Working with resources

This demonstration shows and explains different operations with resources, including retrieving, adjusting and saving them in different scenarios.

Introduction

Almost all documents of any types have resources. It is first of all images, some document formats also hold fonts. Even for plain text document (TXT), when converting it to the HTML for editing, there will be one stylesheet, that is treated as a resource. WordProcessing documents of some format, Office Open XML usually, can also contain embedded audio files. GroupDocs.Editor allows to work with resources on editing phase, when document was loaded to the Editor class and opened for editing by generating the EditableDocument instance, that is produced by the Editor.Edit method. Instance of EditableDocument can be treated as an input document, converted to internal intermediate format, with possibilities to generate HTML markup and resources for passing them to the client-side WYSIWYG HTML-editor. GroupDocs.Editor classifies all resources onto three groups:

  • Images, including: raster (PNG, BMP, JPEG, GIF, ICON) and vector (SVG and WMF).
  • Fonts, including: TTF, EOT, WOFF, WOFF2.
  • Textual resources: only CSS.
  • Audio files: only MP3 (appear in version 21.10).
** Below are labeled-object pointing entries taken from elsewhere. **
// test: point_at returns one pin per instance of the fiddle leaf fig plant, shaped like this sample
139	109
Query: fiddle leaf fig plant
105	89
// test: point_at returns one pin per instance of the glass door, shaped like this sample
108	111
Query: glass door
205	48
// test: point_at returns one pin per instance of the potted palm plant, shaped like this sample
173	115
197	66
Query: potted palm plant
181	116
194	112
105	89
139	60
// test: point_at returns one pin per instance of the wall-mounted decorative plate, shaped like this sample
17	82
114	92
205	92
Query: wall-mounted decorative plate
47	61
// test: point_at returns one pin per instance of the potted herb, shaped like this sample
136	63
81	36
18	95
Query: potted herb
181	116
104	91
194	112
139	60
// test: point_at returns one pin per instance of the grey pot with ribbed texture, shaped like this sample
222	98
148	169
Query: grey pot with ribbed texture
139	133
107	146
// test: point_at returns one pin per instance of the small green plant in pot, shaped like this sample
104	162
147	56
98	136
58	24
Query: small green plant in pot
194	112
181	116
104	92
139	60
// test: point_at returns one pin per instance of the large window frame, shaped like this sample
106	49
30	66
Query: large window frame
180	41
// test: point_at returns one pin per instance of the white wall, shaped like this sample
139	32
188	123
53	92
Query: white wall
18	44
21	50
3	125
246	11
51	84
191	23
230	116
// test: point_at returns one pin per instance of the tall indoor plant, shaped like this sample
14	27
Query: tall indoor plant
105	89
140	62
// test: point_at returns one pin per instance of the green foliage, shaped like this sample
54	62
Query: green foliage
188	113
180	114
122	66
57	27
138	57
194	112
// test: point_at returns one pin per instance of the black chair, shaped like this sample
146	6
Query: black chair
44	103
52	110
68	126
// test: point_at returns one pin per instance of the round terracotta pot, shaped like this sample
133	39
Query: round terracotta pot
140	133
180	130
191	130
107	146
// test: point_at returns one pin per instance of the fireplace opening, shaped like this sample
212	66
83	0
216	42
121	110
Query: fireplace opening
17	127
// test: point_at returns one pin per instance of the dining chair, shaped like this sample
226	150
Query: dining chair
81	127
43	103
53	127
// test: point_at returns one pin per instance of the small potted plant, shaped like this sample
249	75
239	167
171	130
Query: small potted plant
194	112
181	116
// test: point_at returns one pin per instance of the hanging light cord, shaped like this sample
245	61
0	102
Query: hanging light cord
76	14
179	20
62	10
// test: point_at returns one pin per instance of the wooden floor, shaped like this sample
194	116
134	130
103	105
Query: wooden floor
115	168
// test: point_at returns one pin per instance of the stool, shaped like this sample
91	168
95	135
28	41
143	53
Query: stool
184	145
Every resource type has its own distinct class with metadata, constructors and other methods. They all are located within GroupDocs.Editor.HtmlCss.Resources namespace.

Preparations

Let’s prepare an EditableDocument instance by loading and editing some input WordProcessing document, as always (using directive is omitted for the sake of simplification):

string inputDocxPath = "C://input/document.docx";
Editor editor = new Editor(inputDocxPath, delegate { return new WordProcessingLoadOptions(); });
WordProcessingEditOptions editOptions = new WordProcessingEditOptions();
editOptions.FontExtraction = FontExtractionOptions.ExtractAll;// Enable max font extraction - ExtractAll
EditableDocument beforeEdit = editor.Edit(editOptions);// Create EditableDocument instance

Obtaining resources

Now, when EditableDocument instance is ready, it is possible to obtains resources from it, and EditableDocument provides several ways for this.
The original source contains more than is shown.